Incidemment ces 100 000 francs pesaient à la moitié du budget annuel du syndicat. Parmi les autres généreux donateurs de l’APM, Axa ( 10/ 12 000 / an), Promodès ( 12 000 ) et l’union des industries et métiers de la métallurgie (UIMM) pour une contribution de 50 000 francs / an pendant trois ans.
Plusieurs versements en liquide seront également mis à jour après épluchage de la comptabilité de l’APM. L’un de 60 000 francs au profit d’un certain « Georges » mais celui-ci ne sera jamais identifié. Un autre de 30 000 francs inscrits dans le livre de compte de l’association sous la mention « allocations diverses » et dont l’APM devait justifier la provenance en expliquant qu’il s’agissait du produit de la vente d’un livre de M. Fenech intitulé Main basse sur la justice. Ça ne s’invente pas !
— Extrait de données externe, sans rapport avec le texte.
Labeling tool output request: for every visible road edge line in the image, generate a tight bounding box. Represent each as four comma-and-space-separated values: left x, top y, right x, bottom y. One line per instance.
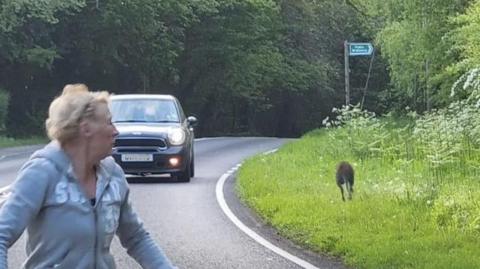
215, 163, 320, 269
Toujours est-il que l’ensemble de ces découvertes aboutissait à la mise en examen du magistrat pour recel d’abus de biens sociaux. Dans l’intervalle, Fenech se mettait en disponibilité et décidait d’embrasser une carrière politique. Élu député du Rhône en 2001, il était réélu aux dernières législatives de 2007 jusqu’à ce que le Conseil Constitutionnel invalide le 27 mars dernier son élection. En raison de problèmes dans ses comptes de campagne : des sorties d’argent en espèces non-justifiées. Tant de talents qui ne pouvaient rester plus longtemps inexploités a-t-on donc estimé à la Chancellerie.